At 2019-10-18T19:20:35-0400, Arthur Krewat wrote:
I didn't have an 8087 floating point accelerator,
so I wrote my
assembler example to use two 16-bit words of integers, combining them
for a 31-bit integer value with sign.
Now mind you, the C version used real floating point, and a software
floating point library with no hardware accelerator. At that point, I
realized C was the way to go. It had passed my experiment with flying
colors. The C compiler, I believe, was from Computer Innovations,
Copyright (c)1981,82,83,84,85
The reason this is similar to Ken's statement above: In the assembler
version, the cube would deform quite a bit before the run would
finish. A 31-bit integer didn't accurately reflect the result of the
math. Over time, that slight inaccuracy really added up. The accuracy
of the C version using floats was spot on. So while I basically
cheated for the assembler version, causing the deformation of the cube
over time, the C version was 100% accurate even though it was slower.

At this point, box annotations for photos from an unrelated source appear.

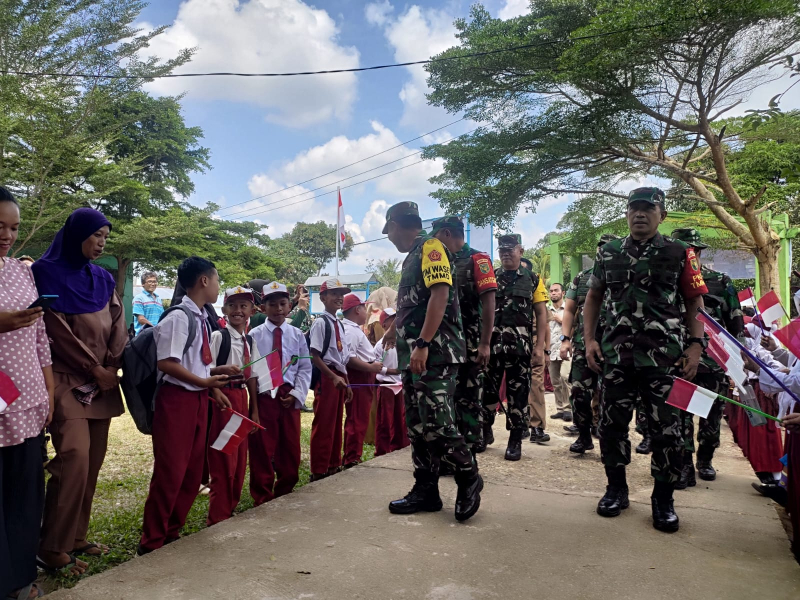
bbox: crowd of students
[0,195,408,599]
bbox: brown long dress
[40,292,128,552]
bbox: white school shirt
[211,324,263,379]
[309,312,352,373]
[153,296,211,392]
[342,319,375,362]
[375,338,400,383]
[250,319,310,408]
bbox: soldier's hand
[411,348,428,375]
[586,340,603,373]
[477,344,492,368]
[761,335,778,352]
[675,344,703,381]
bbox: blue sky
[140,0,798,273]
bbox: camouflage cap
[597,233,619,248]
[670,227,708,250]
[431,215,464,235]
[497,233,522,250]
[628,187,666,208]
[383,202,419,235]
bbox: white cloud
[497,0,531,20]
[365,2,458,129]
[142,0,359,127]
[364,0,394,27]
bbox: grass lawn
[45,404,375,592]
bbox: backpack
[217,328,253,367]
[120,304,198,435]
[306,317,338,390]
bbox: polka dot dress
[0,258,52,447]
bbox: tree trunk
[115,256,131,298]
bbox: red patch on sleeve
[472,253,497,294]
[680,248,708,300]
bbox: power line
[0,19,688,80]
[220,117,466,216]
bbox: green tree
[283,221,353,275]
[367,258,402,290]
[425,0,800,296]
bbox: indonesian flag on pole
[757,290,784,325]
[336,190,346,250]
[211,410,264,454]
[737,288,756,306]
[667,377,717,419]
[0,371,19,413]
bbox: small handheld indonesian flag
[758,290,784,327]
[737,288,756,306]
[211,410,264,454]
[667,377,717,419]
[0,371,19,413]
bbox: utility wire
[220,117,466,216]
[0,22,680,80]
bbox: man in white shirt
[342,294,383,469]
[548,283,572,421]
[249,282,311,506]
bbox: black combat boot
[569,429,594,454]
[697,444,717,481]
[636,433,653,454]
[506,429,522,460]
[389,471,442,515]
[455,468,483,521]
[597,467,630,517]
[650,481,680,533]
[675,462,697,490]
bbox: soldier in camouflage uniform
[560,233,618,454]
[583,188,708,532]
[483,234,548,460]
[672,229,744,489]
[431,216,497,464]
[383,202,483,521]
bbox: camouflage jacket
[699,266,744,373]
[566,269,605,354]
[395,235,466,370]
[492,266,547,357]
[453,244,497,357]
[589,233,708,367]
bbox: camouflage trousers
[483,353,531,431]
[682,372,729,454]
[569,352,600,431]
[600,364,683,483]
[402,364,476,474]
[453,359,486,450]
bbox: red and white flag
[0,371,19,413]
[336,191,347,250]
[737,288,756,306]
[211,410,264,454]
[667,377,717,419]
[757,290,785,326]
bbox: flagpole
[336,186,342,277]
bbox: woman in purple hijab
[33,208,128,570]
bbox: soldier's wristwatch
[686,338,708,350]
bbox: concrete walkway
[53,420,800,600]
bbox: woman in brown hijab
[33,208,128,570]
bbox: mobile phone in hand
[28,295,58,310]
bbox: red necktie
[272,327,283,367]
[200,317,214,365]
[242,336,253,381]
[333,318,343,352]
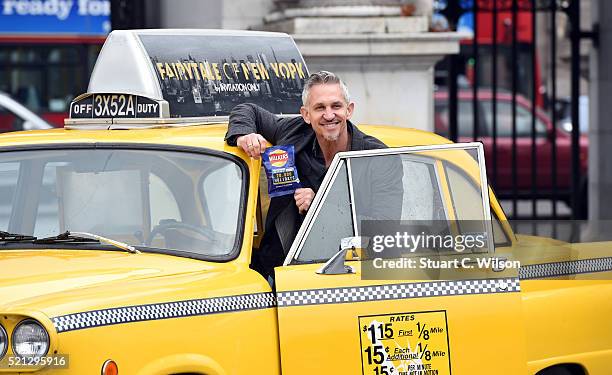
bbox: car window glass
[445,163,489,251]
[0,148,246,257]
[149,174,182,226]
[202,163,242,234]
[297,162,354,262]
[351,154,446,228]
[0,163,19,231]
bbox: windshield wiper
[0,230,36,242]
[32,231,140,254]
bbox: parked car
[0,92,52,132]
[435,89,588,217]
[556,95,589,135]
[0,30,612,375]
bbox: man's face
[300,83,355,142]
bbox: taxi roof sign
[66,29,308,125]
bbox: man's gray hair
[302,70,351,106]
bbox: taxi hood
[0,249,244,317]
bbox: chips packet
[261,145,302,197]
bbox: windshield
[0,146,245,259]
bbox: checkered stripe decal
[51,293,276,333]
[277,278,521,307]
[519,257,612,280]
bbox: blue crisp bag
[261,145,302,197]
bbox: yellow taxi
[0,30,612,375]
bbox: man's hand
[236,133,268,159]
[293,188,314,215]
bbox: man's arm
[225,103,280,157]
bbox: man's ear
[346,102,355,120]
[300,106,310,124]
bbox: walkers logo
[270,150,289,167]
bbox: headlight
[0,326,8,359]
[12,319,49,357]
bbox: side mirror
[317,237,362,275]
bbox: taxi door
[276,143,526,375]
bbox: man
[225,71,401,276]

I wonder, is there something inherently different between PDP-11/7
floats and Intel's leading to the inaccuracy Ken mentions? Was the
PDP-11 (or the -7) floating point that much different than IEEE-754 ?
It sounds like it could be a simple matter of precision to me.
It takes 32 bits to store a single-precision floating point value.
Double-precision requires 64. In IEEE 754, the significand is 53 bits
(52 bits plus the implicit leading 1).
I can never remember the C type promotion rules without looking them up,
but IIRC at least in some circumstances C promotes floats to doubles, at
least for intermediate results. And the software floating-point library
you used could well have done the same, or perhaps it used doubles all
the way internally. Either of these could have prevented accumulated
roundoff.
I've heard, with a level of conviction somewhere between folklore and
formal demonstration[1], that for many practical numerical problems,
single-precision is just not quite good enough, but double-precision is
ample. Somewhere between 24 and 53 bits of significant, perhaps, there
is a sweet spot.
The wisdom I've absorbed is, if you have to do floating-point, use
doubles, unless you can clearly and convincingly articulate why you
absolutely need more precision, or can get away with less. (For same 3D
game-rendering applications, half-precision is adequate.)
A non-quantified "single-precision will be faster" declaration should be
understood to include a lot of "!!1!11" punctuation after it, and such
people should be handled as delicately as any other Gentoo user.
Regards,
Branden
[1] Example: Ben Klemens, _21st-Century C_, O'Reilly.